Collaboration as the catalyst
The UK nuclear sector must embrace collaborative delivery models, alliancing, progressive design and build, and the delivery partner approach. By uniting clients, regulators, contractors and the supply chain under a single, empowered team, collaborative models can cut through complexity, align objectives and make best-for-programme decisions quickly.
Across different sectors, the evidence that collaboration enables success is abundant. The London 2012 Olympic and Paralympic venues programme is perhaps one of the best-known examples we’ve been involved with at Mace, although the principles from that iconic programme continue to influence modern examples. From the reconstruction programme in Peru to Go Expansion in Canada, lessons from these major programmes transcend individual industries and can be applied directly to our nuclear programmes. Integrated teams, empowered decision-making and lifecycle thinking are key to success.
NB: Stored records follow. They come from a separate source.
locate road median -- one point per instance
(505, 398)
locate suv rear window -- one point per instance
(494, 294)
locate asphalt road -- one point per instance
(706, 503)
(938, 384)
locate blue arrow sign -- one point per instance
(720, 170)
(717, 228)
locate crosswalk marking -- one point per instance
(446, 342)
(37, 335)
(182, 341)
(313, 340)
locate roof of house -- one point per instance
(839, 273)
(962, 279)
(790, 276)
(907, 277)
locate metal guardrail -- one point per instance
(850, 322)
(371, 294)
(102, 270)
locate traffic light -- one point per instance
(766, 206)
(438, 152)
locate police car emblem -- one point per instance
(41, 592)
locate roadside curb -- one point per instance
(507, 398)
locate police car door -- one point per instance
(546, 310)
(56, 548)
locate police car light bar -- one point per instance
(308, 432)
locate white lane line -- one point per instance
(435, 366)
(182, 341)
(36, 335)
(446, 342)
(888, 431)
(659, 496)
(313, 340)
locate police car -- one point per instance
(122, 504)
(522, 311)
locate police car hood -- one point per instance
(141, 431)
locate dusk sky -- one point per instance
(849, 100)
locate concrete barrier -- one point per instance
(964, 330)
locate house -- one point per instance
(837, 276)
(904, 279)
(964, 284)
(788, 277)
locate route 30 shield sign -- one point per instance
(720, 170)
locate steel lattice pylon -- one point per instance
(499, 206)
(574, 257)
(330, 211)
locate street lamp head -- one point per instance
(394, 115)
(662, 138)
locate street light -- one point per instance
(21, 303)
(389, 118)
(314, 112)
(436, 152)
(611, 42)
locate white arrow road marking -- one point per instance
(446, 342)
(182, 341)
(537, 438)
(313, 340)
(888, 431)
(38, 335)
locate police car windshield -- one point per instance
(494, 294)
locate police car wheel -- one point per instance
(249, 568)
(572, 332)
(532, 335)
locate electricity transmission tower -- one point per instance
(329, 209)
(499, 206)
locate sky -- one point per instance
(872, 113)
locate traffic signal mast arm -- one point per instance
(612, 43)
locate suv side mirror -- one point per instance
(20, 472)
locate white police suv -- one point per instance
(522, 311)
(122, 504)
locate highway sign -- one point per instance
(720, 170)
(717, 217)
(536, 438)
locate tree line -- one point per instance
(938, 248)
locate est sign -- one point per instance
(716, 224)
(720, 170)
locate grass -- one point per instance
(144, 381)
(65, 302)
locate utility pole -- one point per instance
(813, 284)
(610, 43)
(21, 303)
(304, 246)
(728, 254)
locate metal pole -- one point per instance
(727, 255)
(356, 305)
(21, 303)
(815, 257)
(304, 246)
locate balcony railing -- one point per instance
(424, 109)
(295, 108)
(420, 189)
By aligning objectives and incentivising collaboration, the industry can overcome cultural and capability barriers that often slow progress.
Fleet-based approach
Developers increasingly favour a fleet-based approach with common designs and programmes across countries to maximise economies of scale and learning. This repeatability increases confidence to invest, continued development of technologies, upskilling of the workforce, and transfer of labour from one project to the next, as well as improving safety credentials through robust lessons learned and knowledge transfer programmes – an essential element for the nuclear industry. Nonetheless, ensuring this level of continuity and enabling a timely drumbeat of progression requires a mature and proven delivery partner that can not only coordinate, but optimise delivery, including across multiple projects at one time.
Indeed, if we consider SMRs and their global marketability, it’s easy to see how the programme management principles and delivery models mentioned above translate to a portfolio arrangement across continents. Drawing on examples such as the UK’s New Prisons Programme, we’ve witnessed the value of embracing repeatability to deliver at scale and speed, and to expected standards and quality. A guiding mind, offering one version of the truth can make all the difference.
Driving efficiency and innovation
Part of the challenge we face is that (for the reasons outlined at the start of this article) the average length for a UK energy infrastructure programme is over 12 years, often making it unrealistic to think about what comes next. As an industry we need to build confidence across the sector to improve productivity, expedite delivery and reduce this programme duration. Collaborative delivery models have proven themselves to be effective in providing the structure, expertise, best practice, upskilling, and coordination needed to reduce programme risk and unify team members around a shared vision.
The inherent collaboration within this model facilitates proportionate risk decisions allowing teams to innovate and ensure safety. A key focus of the recent nuclear regulation review. These approaches are proven in other sectors and should now be scaled for nuclear. We now need to see streamlined regulation, collaborative delivery, innovation and a fleet-based approach to ensure projects are delivered on time and budget with safety embedded and improved through repetition.
The UK can lead the world in nuclear capability, creating jobs and driving growth. Momentum is building. Policy signals are clearer. Investment is growing. The task now is delivery.